Employee Retention. Part 2: Predictive Modeling

Project Overview and Purpose

  • Built a Predictive Model that can predict whether or not an employee will leave the company and help identify factors that contribute to leaving

Logistic Regression model assumptions

  • Outcome variable is categorical

  • Observations are independent of each other

  • No severe multicollinearity among X variables

  • No extreme outliers

  • Linear relationship between each X variable and the logit of the outcome variable

  • Sufficiently large sample size

During the project, I tried to answer these questions:

  • Do you notice anything odd?

  • Which independent variables did you choose for the model and why?

  • Is each of the assumptions met?

  • How well does your model fit the data?

  • Can you improve the model? Is there anything you would change about the model?

Model Building (Logistic Regression)

Fit a model that predicts the outcome variable using two or more independent variables.

Identify the type of prediction task

The goal is to predict whether an employee leaves the company, which is a categorical outcome variable. So this task involves classification. More specifically, this involves binary classification, since the outcome variable left can be either 1 (indicating employee left) or 0 (indicating employee didn't leave).

Identify the types of models most appropriate for this task

Since the variable we want to predict (whether an employee leaves the company) is categorical, we need to build a Logistic Regression model. The binomial logistic regression suits our task because it involves binary classification.

Next, I created a heatmap to visualize how correlated variables are and consider which variables are interesting for examining correlations between them.

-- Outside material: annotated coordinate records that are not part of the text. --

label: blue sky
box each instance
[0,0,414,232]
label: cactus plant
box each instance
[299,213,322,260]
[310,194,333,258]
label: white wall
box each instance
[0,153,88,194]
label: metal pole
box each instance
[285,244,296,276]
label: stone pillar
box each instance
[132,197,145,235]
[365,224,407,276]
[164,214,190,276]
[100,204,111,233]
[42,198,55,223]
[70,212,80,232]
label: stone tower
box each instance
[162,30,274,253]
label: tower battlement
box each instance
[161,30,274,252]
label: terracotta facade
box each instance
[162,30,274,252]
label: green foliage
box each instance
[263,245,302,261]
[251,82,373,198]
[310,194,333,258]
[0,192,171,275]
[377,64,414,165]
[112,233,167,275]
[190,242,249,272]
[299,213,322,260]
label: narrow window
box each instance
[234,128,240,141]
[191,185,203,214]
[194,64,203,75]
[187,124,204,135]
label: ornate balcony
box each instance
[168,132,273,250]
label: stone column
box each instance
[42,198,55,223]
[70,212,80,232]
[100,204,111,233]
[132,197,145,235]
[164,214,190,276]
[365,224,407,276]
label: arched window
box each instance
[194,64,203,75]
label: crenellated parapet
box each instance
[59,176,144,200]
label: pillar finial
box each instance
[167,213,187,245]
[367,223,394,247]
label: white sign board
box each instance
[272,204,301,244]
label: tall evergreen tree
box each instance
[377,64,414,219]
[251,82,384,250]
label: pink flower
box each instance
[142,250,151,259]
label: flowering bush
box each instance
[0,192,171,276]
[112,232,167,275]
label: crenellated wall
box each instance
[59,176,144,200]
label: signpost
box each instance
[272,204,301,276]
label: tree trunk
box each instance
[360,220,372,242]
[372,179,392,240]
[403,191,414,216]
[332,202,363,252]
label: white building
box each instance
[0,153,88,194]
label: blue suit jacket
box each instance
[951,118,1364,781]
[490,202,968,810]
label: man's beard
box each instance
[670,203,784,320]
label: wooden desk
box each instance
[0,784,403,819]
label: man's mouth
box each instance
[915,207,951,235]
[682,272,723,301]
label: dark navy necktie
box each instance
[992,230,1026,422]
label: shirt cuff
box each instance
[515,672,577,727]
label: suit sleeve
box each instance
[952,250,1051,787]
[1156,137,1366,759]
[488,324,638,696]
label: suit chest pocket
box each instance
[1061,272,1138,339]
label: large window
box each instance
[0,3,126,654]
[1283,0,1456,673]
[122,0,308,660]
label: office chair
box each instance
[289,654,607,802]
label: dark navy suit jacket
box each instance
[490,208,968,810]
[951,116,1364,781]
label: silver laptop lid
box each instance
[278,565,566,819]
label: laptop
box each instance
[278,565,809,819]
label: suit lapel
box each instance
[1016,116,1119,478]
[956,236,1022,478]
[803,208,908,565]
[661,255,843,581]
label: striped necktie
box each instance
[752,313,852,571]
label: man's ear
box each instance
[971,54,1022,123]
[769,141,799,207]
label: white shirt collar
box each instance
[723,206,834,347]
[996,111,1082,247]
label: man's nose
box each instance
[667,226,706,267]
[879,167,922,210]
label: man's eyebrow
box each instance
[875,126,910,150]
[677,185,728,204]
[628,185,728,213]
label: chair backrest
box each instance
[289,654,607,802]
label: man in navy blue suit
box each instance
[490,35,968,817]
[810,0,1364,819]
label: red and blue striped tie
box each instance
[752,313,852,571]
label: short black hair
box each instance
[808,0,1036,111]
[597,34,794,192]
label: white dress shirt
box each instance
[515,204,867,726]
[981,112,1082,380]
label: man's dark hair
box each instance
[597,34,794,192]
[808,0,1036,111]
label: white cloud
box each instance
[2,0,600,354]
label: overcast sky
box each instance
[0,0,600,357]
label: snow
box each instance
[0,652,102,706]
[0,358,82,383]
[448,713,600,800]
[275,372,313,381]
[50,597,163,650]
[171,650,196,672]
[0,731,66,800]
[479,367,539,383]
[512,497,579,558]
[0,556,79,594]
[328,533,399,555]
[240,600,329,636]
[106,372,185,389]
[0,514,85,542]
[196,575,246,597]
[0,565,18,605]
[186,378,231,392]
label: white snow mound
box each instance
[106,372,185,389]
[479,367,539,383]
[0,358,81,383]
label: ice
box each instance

Next, I created a stacked bart plot to visualize number of employees across departments, comparing those who left with those who didn't:

Since logistic regression is quite sensitive to outliers, it would be a good idea at this stage to remove the outliers in the tenure column that were identified earlier (Part 1: EDA of this dataset).

Next, I isolated the outcome variable, which is the variable we want our model to predict:

Next, I selected the features we want to use in our model. On this step we also need to consider which variables will help us predict the outcome variable, left

``

Next, we need to split the data into a training set and a testing set:

Then construct a logistic regression model and fit it to the training dataset:

After that, we need to test the logistic regression model (we have to use the model to make predictions on the test set):

Results

Next, I created a confusion matrix to visualize the results of the logistic regression model:

The upper-left quadrant displays the number of true negatives.

The upper-right quadrant displays the number of false positives.

The bottom-left quadrant displays the number of false negatives.

The bottom-right quadrant displays the number of true positives.

True negatives: The number of people who did not leave that the model accurately predicted did not leave.

False positives: The number of people who did not leave the model inaccurately predicted as leaving.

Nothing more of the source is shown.